Predictive validity of a measure of treatment readiness for out-of-treatment drug users: Enhancing prediction beyond demographic and drug history variables
The predictive validity of a treatment readiness measure designed for out-of-treatment drug users, tapping dimensions of perceived problem severity, perceived need for formal treatment, motivation for treatment, and negative attitudes toward treatment is examined using data from a National Institute on Drug Abuse (NIDA)-funded HIV outreach intervention in San Antonio, Texas. Logistic regression is used to predict use of substance abuse treatment services three months after program intake on the basis of readiness scores, controlling for demographic and drug history variables.

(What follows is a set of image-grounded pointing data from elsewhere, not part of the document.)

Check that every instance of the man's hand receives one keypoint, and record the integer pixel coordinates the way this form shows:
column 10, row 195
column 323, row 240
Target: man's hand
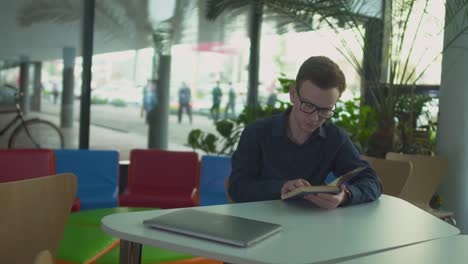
column 327, row 201
column 293, row 184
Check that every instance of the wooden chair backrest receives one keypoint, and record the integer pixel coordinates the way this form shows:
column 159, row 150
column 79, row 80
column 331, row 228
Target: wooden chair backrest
column 392, row 173
column 34, row 214
column 427, row 174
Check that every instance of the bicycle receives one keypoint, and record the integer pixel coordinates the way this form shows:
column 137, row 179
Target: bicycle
column 30, row 133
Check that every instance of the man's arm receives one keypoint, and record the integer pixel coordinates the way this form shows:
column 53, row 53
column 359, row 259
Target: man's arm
column 245, row 183
column 366, row 186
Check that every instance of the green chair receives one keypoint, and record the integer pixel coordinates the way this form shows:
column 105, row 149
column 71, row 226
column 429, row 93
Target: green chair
column 149, row 255
column 93, row 217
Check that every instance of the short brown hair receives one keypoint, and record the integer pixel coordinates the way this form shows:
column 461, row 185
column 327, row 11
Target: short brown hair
column 323, row 72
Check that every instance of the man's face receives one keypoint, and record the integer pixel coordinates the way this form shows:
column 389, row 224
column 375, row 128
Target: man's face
column 310, row 96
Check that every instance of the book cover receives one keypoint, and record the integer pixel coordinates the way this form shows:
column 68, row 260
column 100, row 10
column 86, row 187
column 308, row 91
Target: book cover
column 333, row 187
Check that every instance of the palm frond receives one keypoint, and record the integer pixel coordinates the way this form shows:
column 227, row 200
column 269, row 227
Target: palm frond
column 214, row 8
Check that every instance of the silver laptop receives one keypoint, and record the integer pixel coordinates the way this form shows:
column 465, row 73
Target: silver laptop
column 233, row 230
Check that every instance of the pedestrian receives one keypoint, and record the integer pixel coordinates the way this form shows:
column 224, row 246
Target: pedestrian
column 149, row 99
column 185, row 98
column 55, row 92
column 231, row 105
column 217, row 95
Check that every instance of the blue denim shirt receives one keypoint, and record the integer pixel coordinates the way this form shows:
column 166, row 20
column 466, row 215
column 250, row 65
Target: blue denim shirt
column 266, row 158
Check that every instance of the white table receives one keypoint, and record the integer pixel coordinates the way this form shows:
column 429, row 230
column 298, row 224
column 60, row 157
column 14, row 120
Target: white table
column 449, row 250
column 309, row 234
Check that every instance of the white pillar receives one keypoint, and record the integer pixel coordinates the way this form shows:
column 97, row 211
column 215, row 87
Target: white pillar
column 452, row 139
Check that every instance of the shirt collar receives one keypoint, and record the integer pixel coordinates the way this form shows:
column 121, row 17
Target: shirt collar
column 280, row 125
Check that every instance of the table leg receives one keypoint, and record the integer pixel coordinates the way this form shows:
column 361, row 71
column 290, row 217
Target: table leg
column 130, row 252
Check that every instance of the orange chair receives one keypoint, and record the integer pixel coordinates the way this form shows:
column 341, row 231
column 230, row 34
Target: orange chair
column 162, row 179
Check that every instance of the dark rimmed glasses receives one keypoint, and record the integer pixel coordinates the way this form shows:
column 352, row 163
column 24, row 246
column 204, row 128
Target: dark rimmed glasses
column 310, row 108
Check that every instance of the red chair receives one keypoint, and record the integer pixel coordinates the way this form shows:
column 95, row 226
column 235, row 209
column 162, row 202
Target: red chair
column 24, row 164
column 162, row 179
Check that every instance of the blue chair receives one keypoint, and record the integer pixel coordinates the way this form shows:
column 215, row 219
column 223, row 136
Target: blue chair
column 97, row 172
column 214, row 171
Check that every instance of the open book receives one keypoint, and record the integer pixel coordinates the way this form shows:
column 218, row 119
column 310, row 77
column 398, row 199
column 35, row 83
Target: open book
column 333, row 187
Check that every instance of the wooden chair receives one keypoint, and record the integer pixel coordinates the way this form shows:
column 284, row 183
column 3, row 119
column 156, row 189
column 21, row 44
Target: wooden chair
column 427, row 174
column 392, row 173
column 34, row 214
column 226, row 186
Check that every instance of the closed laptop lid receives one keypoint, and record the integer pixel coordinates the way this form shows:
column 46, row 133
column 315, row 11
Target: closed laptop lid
column 228, row 229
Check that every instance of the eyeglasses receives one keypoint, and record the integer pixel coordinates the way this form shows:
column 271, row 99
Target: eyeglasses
column 310, row 108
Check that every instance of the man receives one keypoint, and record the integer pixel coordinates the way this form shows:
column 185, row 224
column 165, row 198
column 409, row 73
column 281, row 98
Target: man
column 299, row 148
column 216, row 95
column 184, row 102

Analyses of data from 673 drug users in an HIV outreach intervention indicated that treatment readiness dimensions accounted for a 12% increase in variation in “use of any modality” and 14% for “use or attempted service use”. Only Motivation to Quit was a significant predictor of “use of any modality” and both Perceived Need for Treatment and Motivation to Quit were significant predictors of “use or attempted use”. Findings support the importance of the individual's perception of “readiness” to change their substance-abusing behavior and enter treatment.
Neff, JA., & Zule, W. (2002). Predictive validity of a measure of treatment readiness for out-of-treatment drug users: Enhancing prediction beyond demographic and drug history variables. American Journal of Drug and Alcohol Abuse, 28(1), 147-169.